Content-Digest and Repr-Digest support hashing algorithm agility. The Want-Content-Digest and Want-Repr-Digest fields allow endpoints to express interest in Content-Digest and Repr-Digest, respectively, and to express algorithm preferences in either.
Content-Digest and Repr-Digest are collectively termed "Integrity fields". Want-Content-Digest and Want-Repr-Digest are collectively termed "Integrity preference fields".
Integrity fields are tied to the Content-Encoding and Content-Type header fields. Therefore, a given resource may have multiple different digest values when transferred with HTTP.
Integrity fields apply to HTTP message content or HTTP representations. They do not apply to HTTP messages or fields. However, they can be combined with other mechanisms that protect metadata, such as digital signatures, in order to protect the phases of an HTTP exchange in whole or in part. For example, HTTP Message Signatures [SIGNATURES] could be used to sign Integrity fields, thus providing coverage for HTTP content or representation data.
This specification does not define means for authentication, authorization, or privacy.
1.3. Obsoleting RFC 3230
[RFC3230] defined the Digest and Want-Digest HTTP fields for HTTP integrity. It also coined the terms "instance" and "instance manipulation" in order to explain concepts, such as selected representation data (Section 8.1 of [HTTP]), that are now more universally defined and implemented as HTTP semantics.

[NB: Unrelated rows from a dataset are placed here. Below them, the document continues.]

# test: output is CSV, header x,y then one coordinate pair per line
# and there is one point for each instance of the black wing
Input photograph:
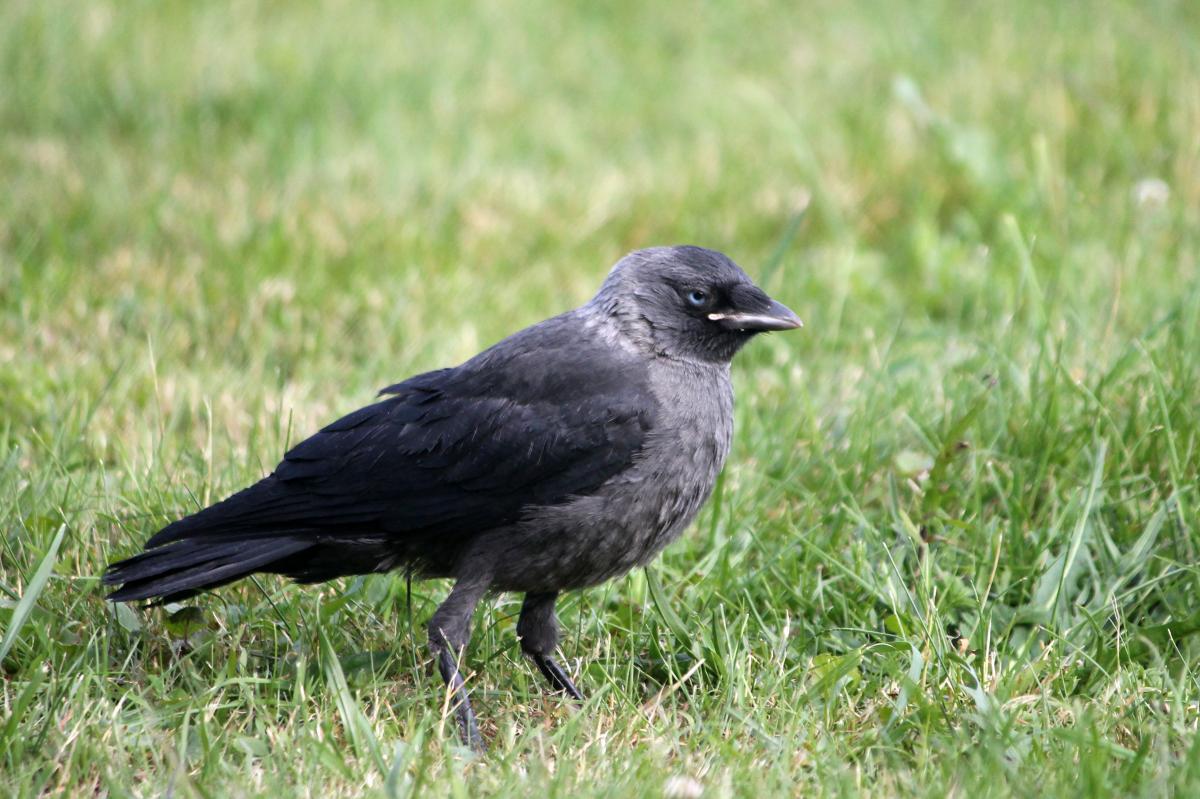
x,y
538,419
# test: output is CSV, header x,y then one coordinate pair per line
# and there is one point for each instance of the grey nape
x,y
561,457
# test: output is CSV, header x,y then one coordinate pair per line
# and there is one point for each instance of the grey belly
x,y
592,539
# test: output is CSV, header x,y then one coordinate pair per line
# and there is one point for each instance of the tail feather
x,y
193,565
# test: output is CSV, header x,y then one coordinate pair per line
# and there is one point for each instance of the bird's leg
x,y
538,631
449,634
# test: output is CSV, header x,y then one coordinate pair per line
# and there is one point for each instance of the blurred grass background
x,y
954,551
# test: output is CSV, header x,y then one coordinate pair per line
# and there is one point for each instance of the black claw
x,y
468,728
557,677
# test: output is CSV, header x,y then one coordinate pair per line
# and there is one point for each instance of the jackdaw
x,y
561,457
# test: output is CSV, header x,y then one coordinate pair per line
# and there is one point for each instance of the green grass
x,y
954,551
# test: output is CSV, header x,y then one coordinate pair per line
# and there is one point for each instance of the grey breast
x,y
592,539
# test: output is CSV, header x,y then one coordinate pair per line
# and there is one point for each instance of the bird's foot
x,y
557,677
468,728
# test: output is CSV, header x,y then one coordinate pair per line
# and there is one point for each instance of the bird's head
x,y
689,302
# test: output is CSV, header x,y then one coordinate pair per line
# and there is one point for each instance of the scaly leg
x,y
449,635
538,631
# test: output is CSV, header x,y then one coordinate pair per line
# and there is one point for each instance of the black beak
x,y
775,317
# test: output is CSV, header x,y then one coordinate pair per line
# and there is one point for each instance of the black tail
x,y
190,566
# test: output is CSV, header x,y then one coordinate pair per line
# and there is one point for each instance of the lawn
x,y
954,551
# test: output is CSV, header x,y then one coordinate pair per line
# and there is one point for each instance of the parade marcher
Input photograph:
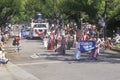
x,y
69,41
3,58
77,50
16,42
62,47
50,43
45,41
95,52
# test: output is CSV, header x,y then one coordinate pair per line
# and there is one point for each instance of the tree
x,y
8,9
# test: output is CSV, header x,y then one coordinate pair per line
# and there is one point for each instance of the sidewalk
x,y
11,71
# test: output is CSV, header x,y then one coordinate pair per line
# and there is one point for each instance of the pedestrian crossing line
x,y
37,63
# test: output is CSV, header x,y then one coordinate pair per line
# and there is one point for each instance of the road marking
x,y
37,63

Experience has shown that implementations of [RFC3230] have interpreted the meaning of "instance" inconsistently, leading to interoperability issues. The most common issue relates to the mistake of calculating the digest using (what we now call) message content, rather than using (what we now call) representation data as was originally intended. Interestingly, time has also shown that a digest of message content can be beneficial for some use cases, so it is difficult to detect if non-conformance to [RFC3230] is intentional or unintentional.

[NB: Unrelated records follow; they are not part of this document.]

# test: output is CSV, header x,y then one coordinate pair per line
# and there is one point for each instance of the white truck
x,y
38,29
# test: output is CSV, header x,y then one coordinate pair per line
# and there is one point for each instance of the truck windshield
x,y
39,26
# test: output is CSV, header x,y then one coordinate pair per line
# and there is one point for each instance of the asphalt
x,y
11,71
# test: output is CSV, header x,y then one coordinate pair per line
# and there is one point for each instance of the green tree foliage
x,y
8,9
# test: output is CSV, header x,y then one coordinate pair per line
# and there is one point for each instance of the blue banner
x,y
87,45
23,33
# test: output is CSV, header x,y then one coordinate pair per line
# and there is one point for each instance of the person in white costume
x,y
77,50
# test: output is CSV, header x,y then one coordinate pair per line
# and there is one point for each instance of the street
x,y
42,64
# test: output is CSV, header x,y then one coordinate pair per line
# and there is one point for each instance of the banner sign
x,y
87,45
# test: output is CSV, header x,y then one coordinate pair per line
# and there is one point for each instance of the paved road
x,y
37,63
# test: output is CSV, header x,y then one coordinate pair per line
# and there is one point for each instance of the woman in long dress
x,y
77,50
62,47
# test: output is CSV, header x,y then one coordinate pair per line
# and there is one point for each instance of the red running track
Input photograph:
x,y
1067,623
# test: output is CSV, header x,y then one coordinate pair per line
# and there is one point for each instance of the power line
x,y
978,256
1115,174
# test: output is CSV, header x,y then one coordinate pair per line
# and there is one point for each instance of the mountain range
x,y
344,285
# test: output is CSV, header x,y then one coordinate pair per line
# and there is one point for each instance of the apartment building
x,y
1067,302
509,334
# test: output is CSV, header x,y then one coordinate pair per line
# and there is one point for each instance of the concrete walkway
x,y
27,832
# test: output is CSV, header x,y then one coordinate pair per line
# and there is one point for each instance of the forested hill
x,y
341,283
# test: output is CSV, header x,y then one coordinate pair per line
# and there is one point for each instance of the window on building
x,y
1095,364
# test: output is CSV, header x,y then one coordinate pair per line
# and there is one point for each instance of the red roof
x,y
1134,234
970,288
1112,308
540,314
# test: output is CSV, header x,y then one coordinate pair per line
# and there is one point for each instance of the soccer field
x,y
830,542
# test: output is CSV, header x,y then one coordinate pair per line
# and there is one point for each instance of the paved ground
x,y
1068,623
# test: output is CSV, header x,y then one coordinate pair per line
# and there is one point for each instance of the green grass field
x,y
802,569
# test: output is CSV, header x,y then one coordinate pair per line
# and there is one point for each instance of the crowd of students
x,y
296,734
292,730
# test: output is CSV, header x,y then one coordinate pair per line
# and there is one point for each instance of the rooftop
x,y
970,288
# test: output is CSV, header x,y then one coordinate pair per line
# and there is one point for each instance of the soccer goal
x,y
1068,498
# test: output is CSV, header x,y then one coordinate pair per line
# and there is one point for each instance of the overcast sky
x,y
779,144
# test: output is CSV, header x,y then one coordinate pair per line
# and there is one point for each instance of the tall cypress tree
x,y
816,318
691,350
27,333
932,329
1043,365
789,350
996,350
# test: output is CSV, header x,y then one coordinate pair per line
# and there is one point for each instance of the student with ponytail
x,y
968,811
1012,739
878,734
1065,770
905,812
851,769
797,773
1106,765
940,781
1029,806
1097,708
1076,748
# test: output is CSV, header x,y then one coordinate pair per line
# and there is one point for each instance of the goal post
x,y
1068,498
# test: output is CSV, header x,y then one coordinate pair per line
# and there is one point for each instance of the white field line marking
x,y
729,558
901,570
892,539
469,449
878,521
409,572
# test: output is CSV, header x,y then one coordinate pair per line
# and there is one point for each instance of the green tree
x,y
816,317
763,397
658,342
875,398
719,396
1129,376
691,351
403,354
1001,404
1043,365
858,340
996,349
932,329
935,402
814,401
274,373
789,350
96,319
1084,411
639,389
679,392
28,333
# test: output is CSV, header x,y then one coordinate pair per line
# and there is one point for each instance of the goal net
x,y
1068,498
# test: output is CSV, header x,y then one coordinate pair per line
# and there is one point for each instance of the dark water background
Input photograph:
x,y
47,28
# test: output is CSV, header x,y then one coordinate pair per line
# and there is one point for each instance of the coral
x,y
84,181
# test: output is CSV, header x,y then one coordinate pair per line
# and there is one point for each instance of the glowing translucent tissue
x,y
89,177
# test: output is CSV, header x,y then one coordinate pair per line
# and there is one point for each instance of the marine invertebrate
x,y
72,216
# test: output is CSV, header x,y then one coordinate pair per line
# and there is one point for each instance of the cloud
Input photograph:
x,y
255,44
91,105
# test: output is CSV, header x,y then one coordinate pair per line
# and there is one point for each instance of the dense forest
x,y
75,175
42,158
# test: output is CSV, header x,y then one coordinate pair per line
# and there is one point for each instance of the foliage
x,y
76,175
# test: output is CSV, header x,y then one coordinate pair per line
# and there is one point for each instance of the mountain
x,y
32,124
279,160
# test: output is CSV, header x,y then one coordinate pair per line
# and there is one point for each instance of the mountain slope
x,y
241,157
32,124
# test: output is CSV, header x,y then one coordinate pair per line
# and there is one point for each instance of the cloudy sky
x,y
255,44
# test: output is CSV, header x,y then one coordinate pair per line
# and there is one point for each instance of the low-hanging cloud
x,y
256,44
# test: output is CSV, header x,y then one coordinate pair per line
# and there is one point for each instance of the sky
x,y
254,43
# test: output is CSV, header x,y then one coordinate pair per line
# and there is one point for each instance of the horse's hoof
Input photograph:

In order to address potential inconsistencies and ambiguity across implementations of Digest and Want-Digest, this document obsoletes [RFC3230]. The Integrity fields (Sections 2 and 3) and Integrity preference fields (Section 4) defined in this document are better aligned with current HTTP semantics and have names that more clearly articulate the intended usages.
1.4. Notational Conventions
The key words "MUST", "MUST NOT", "REQUIRED", "SHALL", "SHALL NOT", "SHOULD", "SHOULD NOT", "RECOMMENDED", "NOT RECOMMENDED", "MAY", and "OPTIONAL" in this document are to be interpreted as described in BCP 14 [RFC2119] [RFC8174] when, and only when, they appear in all capitals, as shown here.
This document uses the Augmented BNF defined in [RFC5234] and updated by [RFC7405]. This includes the rules CR (carriage return), LF (line feed), and CRLF (CR LF).
This document uses the following terminology from Section 3 of [STRUCTURED-FIELDS] to specify syntax and parsing: Boolean, Byte Sequence, Dictionary, Integer, and List.
The definitions "representation", "selected representation", "representation data", "representation metadata", "user agent", and "content" in this document are to be interpreted as described in [HTTP].
This document uses the line folding strategies described in [FOLDING].
Hashing algorithm names respect the casing used in their definition document (e.g., SHA-1, CRC32c).
HTTP messages indicate hashing algorithms using an Algorithm Key (algorithms). Where the document refers to an Algorithm Key in prose, it is quoted (e.g., "sha", "crc32c").
The term "checksum" describes the output of applying an algorithm to a sequence of bytes, whereas "digest" is only used in relation to the value contained in the fields.
"Integrity fields" is the collective term for Content-Digest and Repr-Digest.
"Integrity preference fields" is the collective term for Want-Repr-Digest and Want-Content-Digest.